The following chart shows the company’s loan portfolio originations and diversity:
By property type, the portfolio is diversified with multifamily representing 33%, office 26%, industrial 26%, hotel 13%, and retail 2%. Geographically, the portfolio is spread across the South (41%), West (22%), Midwest (21%), and East (16%).
The company’s credit quality metrics remain stable, as illustrated in this breakdown:
The weighted average loan-to-value ratio stands at 68%, with 52% of the portfolio having LTVs of 70% or below. The risk rating distribution shows 78% of the portfolio rated 3 or better, with no loans currently impaired.
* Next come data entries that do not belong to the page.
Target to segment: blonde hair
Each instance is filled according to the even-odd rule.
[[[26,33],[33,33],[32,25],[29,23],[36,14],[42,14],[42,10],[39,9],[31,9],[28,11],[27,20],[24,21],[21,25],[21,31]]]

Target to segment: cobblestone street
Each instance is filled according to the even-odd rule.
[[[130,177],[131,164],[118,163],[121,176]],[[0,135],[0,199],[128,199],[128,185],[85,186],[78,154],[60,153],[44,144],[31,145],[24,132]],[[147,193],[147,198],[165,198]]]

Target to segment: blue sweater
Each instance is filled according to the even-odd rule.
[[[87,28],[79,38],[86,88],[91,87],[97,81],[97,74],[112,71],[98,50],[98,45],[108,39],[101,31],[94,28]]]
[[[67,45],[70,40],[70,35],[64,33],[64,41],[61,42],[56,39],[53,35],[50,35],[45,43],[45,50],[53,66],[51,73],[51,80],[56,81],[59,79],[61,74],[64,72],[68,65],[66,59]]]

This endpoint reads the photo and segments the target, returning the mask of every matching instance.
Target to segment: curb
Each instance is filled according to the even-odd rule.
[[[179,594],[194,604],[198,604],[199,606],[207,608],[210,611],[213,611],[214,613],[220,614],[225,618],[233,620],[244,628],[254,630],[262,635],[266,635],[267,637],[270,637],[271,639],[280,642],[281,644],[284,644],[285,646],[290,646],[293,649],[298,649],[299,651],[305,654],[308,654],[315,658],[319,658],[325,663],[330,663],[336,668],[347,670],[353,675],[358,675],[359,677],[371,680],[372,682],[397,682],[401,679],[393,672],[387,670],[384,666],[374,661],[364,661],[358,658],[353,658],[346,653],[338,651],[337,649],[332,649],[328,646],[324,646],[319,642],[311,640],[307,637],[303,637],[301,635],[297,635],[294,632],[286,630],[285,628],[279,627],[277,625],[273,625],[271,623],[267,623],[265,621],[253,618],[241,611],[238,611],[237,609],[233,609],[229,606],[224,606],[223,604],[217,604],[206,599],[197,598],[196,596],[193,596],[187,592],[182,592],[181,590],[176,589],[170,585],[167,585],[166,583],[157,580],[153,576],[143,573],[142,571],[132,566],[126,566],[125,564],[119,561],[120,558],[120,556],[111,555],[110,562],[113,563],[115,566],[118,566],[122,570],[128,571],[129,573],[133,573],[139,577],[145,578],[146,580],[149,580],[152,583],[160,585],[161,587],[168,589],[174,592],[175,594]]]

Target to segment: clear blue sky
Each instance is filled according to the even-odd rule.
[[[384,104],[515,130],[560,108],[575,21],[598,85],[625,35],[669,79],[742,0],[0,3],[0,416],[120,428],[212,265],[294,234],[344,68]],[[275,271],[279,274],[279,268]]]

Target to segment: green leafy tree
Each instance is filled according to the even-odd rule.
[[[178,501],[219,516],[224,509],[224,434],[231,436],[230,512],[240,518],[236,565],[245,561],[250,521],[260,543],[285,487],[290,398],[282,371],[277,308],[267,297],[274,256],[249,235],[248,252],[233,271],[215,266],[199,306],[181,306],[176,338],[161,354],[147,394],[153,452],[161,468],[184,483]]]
Interest Rate Sensitivity and Forward Outlook
Seven Hills provided an interest rate sensitivity analysis showing the potential impact of SOFR rate changes on its earnings:
A 100 basis point increase in rates would benefit the company by approximately $0.13 per share annually, while a 100 basis point decrease would negatively impact earnings by $0.07 per share. This sensitivity reflects the company’s floating rate loan portfolio and financing structure.
Looking ahead, Seven Hills appears positioned to navigate the current interest rate environment with its conservative leverage and significant liquidity. The company’s focus on maintaining a diversified portfolio across property types and geographic regions should help mitigate risks, though pressure on net interest income is likely to continue if interest rates decline further.
The reduction in quarterly distribution to $0.28 per share (from $0.35 in Q1) suggests management is taking a more conservative approach to capital allocation amid the challenging interest rate environment. Based on SEVN’s current stock price of $10.67, the new distribution represents an annualized yield of approximately 10.5%.
Seven Hills stock closed at $10.67 on July 28, 2025, down 0.47% for the day and trading near the lower end of its 52-week range of $10.18 to $14.66. The stock has faced pressure in recent months as investors assess the impact of changing interest rates on commercial real estate finance companies.